Longtime Camas Mayor Paul Dennis resigned earlier this month after serving more than seven years to head the Camas-Washougal Economic Development Association. The deadline to apply for the mayor’s appointment was Tuesday.
Higgins has served as acting mayor since June 1 by virtue of his mayor pro tem designation. He will run for a four-year term as mayor in the fall against Ken Kakuk.
Higgins said he expected the council to be thorough in coming to its decision.
“It will be a very formal thing,” he said. “We all know each other but I think everybody will be cautious and make sure everything is done by the book.”
Thies called her bid “a spur of the moment decision” and admitted she did not know why Dennis vacated his seat.

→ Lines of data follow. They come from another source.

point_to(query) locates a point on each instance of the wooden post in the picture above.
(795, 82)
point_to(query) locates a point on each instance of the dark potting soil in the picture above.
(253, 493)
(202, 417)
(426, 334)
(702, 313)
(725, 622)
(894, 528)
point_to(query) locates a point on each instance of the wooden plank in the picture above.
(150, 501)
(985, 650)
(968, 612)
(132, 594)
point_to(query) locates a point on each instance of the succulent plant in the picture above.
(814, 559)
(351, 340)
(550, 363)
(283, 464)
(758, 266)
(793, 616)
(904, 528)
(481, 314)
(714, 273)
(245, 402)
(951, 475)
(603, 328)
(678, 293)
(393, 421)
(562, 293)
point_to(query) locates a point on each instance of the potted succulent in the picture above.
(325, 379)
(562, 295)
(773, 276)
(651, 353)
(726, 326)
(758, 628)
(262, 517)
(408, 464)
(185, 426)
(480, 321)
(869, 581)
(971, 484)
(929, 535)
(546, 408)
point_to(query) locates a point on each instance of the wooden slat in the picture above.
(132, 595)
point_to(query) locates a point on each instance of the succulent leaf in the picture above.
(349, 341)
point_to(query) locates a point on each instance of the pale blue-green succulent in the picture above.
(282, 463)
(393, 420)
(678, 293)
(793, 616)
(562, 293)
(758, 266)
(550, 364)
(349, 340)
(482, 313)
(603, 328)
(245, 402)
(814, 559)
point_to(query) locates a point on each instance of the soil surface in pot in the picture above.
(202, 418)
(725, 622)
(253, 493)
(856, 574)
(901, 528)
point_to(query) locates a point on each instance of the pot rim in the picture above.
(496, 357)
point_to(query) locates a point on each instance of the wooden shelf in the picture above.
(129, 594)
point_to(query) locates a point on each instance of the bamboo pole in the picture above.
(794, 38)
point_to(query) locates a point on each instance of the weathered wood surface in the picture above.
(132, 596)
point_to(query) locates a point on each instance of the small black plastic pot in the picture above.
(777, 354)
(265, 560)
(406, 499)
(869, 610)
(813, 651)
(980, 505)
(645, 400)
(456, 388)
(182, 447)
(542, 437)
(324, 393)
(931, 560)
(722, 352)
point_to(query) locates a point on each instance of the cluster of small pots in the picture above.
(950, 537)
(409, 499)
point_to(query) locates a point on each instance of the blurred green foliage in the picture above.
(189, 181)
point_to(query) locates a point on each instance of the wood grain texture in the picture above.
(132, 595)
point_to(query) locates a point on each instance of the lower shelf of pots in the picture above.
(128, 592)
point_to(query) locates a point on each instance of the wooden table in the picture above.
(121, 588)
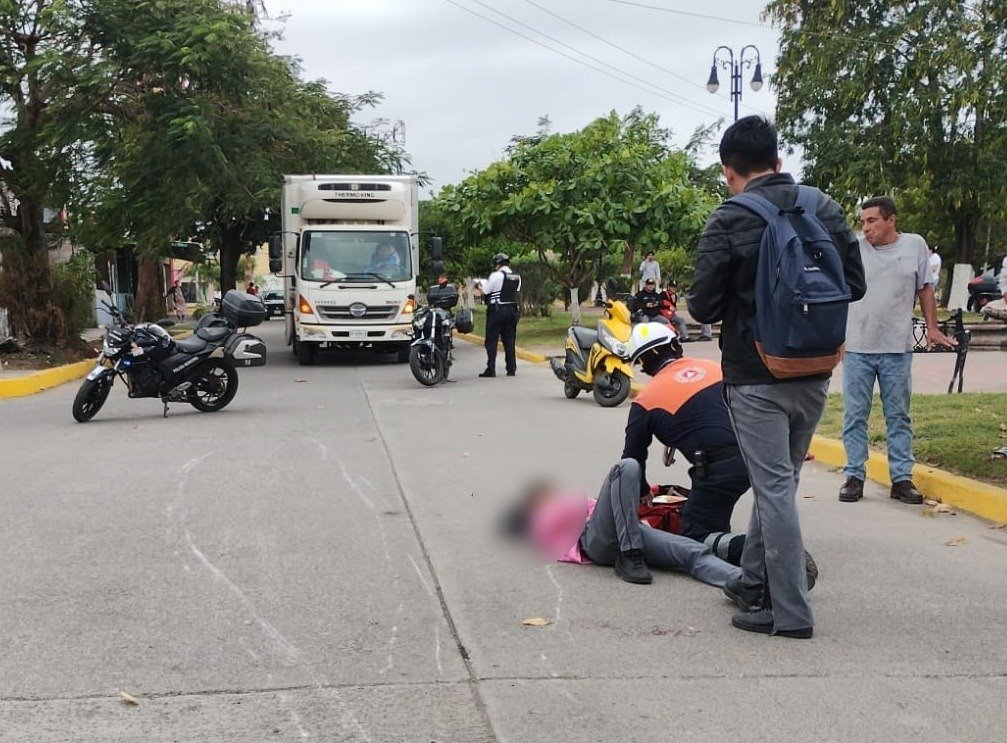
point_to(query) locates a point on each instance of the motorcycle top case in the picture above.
(247, 350)
(444, 297)
(243, 309)
(464, 321)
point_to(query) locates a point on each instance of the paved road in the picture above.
(317, 563)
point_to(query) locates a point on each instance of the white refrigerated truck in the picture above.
(349, 257)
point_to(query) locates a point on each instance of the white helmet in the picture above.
(648, 336)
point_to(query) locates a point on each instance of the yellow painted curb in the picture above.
(988, 501)
(20, 387)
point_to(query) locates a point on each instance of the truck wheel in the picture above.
(305, 352)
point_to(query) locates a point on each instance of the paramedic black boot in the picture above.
(629, 566)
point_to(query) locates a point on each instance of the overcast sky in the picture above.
(463, 87)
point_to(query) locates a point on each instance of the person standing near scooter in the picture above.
(499, 292)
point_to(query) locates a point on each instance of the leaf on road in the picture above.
(129, 699)
(536, 621)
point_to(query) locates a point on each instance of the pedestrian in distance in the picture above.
(669, 310)
(879, 346)
(648, 301)
(499, 292)
(650, 269)
(773, 416)
(572, 528)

“I don’t know if he resigned. I don’t know if he moved. I don’t know if he got sick or it was any of the above,” she conceded.
Other differences between Higgins and Thies are vast.
Higgins, a minister at Hockinson Church of Christ, grew up in Camas and has served on the city council for almost 10 years. His knowledge of the community and government experience make him the ideal choice to become the city’s next mayor, he said.
Thies moved to Camas 17 months ago and has no elected experience in the city. She served on the Silver Lake Community Council in Everett for 10 years, according to her résumé.
The candidates’ letters to the council also reflected different approaches.
Higgins’ letter to the council enclosed in his application packet focused largely on the pride he had in being a Camas native and raising his two daughters there.
“My plan is to provide my kids with the same joys of childhood that can only uniquely be experienced in Camas,” he wrote.
Thies’ letter to the council focused on her interest in local government.
“I find the process invigorating and I enjoy effecting positive change in the community,” she wrote.
Each candidate answered three supplemental questions dealing with their vision for Camas, how they propose addressing budgetary difficulties and how they believe the city should address “transparency in government” issues.
Higgins fleshed his thoughts out in sentences. Thies favored short, fragmented answers reminiscent of those that would appear in a slide show.
Higgins’ vision included a review of and focus on technology infrastructure and building partnerships with other cities and organization. He favored caution with respect to the city’s budget and recommended broadcasting council meeting on the Internet to improve transparency.
Thies’ vision include building a community with studio/apprentice programs and storefronts, boosting tourist trade and utilizing existing empty space. She recommended prioritizing expenditures and looking to the community for involvement in creating budget solutions. She favored “news releases” to inform the public of important city-related happenings.